Cause of Spitfire crash remains undetermined after investigation

Angela Huzulak
September 20, 2021

The cause behind a pilot losing control of a replica Spitfire aircraft at Breighton Air Field has not been determined, a report by the Air Accidents Investigation Branch confirmed.

The report, released last week, summarises the circumstances surrounding the 65-year-old pilot’s crash on April 22, 2021. It states that the unnamed operator had crashed the Spitfire Mk 26 G-CLKN upon landing at 80mph with full flap selected for a three point landing - a style of landing that sees all tires touchdown simultaneously. The report said: “The aircraft bounced slightly as it touched down on the runway, then settled on all three wheels, initially straight ahead.

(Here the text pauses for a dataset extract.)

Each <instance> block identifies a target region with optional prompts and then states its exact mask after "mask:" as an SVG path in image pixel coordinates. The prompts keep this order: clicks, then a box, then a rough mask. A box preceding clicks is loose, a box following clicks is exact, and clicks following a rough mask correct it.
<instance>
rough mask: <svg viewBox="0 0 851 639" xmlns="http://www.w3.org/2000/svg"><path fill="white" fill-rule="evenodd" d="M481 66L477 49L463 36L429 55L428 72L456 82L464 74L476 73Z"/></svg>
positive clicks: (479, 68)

Around 100m into its landing roll, it veered right. “The pilot applied opposite rudder and brake, and thereafter a “burst of power” (with the intention of increasing the rudder’s effectiveness). However, the aircraft left the runway and struck a parked aircraft.” The pilot, who had “extensive experience” operating tailwheel aircrafts, was the only person in the aircraft and didn’t sustain any injuries. The report went onto say: “[The pilot] believed that a small ridge in the grass runway surface contributed to the bounced landing, during which he briefly applied full rudder, causing the tailwheel steering to disengage. “It is not clear what caused the loss of control. Wheeler landings may be preferable on the type, and disengagement of the tailwheel steering during a bounced three-point landing could have been a factor.”